Tuesday, 1 January 2008

The End of the beginning

I went to a party last night, the same eclectic house party I go to every year. I retreated to the garden with my celebratory cigar. As its Smokey entrails kippered my faculties, moments of lucidity between the hazy clouds helped me reflect on the past years journey. This time last year I was forlornly pondering my future whilst licking the weeping wounds of my business, which had collapsed during that previous year. I had no idea where I was heading and lacked any real energy to even debate it.

During March a friend told me about a BBC competition looking for new comedic talent from within Wales. I applied at the very last minute and had no confidence that I stood any chance of even getting through the door.

I sat down the night before the competition and read the rules (it’s a bloke thing, we don’t do instructions!) To my horror it said that the jokes had to be my own and original! One or the other would have been ok! The big pink ‘1000 Jokes for every occasion’ was hurled at a passing nun and I set about trying to create something funny at 12 hours notice.

Needless to say, I didn’t write a masterpiece of comedic verbal revelry on that sleepless night. Welsh chuckle bones were safe from sprain or fracture for the time being.

The day of the competition arrived, blinded by my own ego and deafened by internal self-delusion – I missed the fact that the audience weren’t laughing too much. I did make the Semi finals though, which gave my great momentum to carry on and try and make something with this tiny glimmer of talent, which someone there believed existed.

I drove forward on this new quest with enough energy and a passion to ensure I succeeded. I listened to the mountains of advice, which tumbled my way as I quickly climbed up the comedy rock face. I have been prepared to write, re-write and sacrifice loads of material in order to create a Set, which works, as it should. Whilst it was my ego, which drove me onto the stage, I had to stifle it many times in order to progress and guarantee my position could be sustained.

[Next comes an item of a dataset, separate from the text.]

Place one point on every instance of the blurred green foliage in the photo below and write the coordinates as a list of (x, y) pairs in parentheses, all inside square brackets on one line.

In just one year I have done over 80 gigs and performed at my first Edinburgh Festival. I have also set up Newport’s first regular fringe comedy night. Just before Christmas a big Comedy promoter agreed to start supplying me with a regular flow of ‘paid’ gigs. This is quite an unusual step as most comics have to do at least two years slog before paid gigs start to arrive.

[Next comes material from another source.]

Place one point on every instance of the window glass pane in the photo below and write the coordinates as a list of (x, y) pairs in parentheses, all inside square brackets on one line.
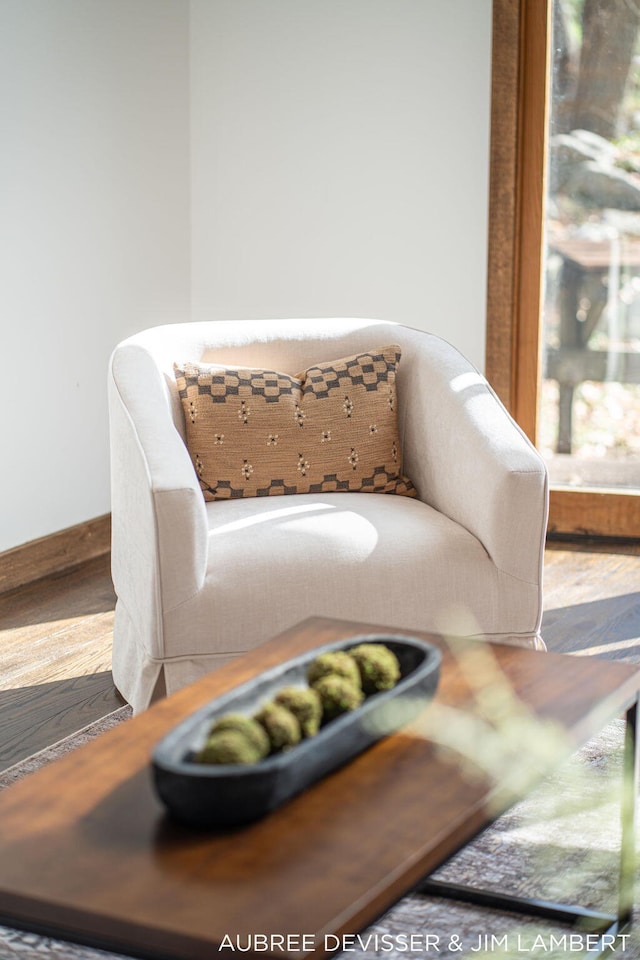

I have worked my socks off and spent much money this year gaining the experience and stage time to put me in just this very position.
However – now looking forward to the year ahead, I am quite scared. I am scared I will fail. I am scared that now I am actually being paid to be funny, audiences will stop laughing! I am scared that all the hard work was for nothing as the next time I step on stage I will be found out as a fraud…. and not even a tragic hero dying in battle, just a plain old unfunny flop!

What does the next year hold for me? What does it hold for you? Is this the End?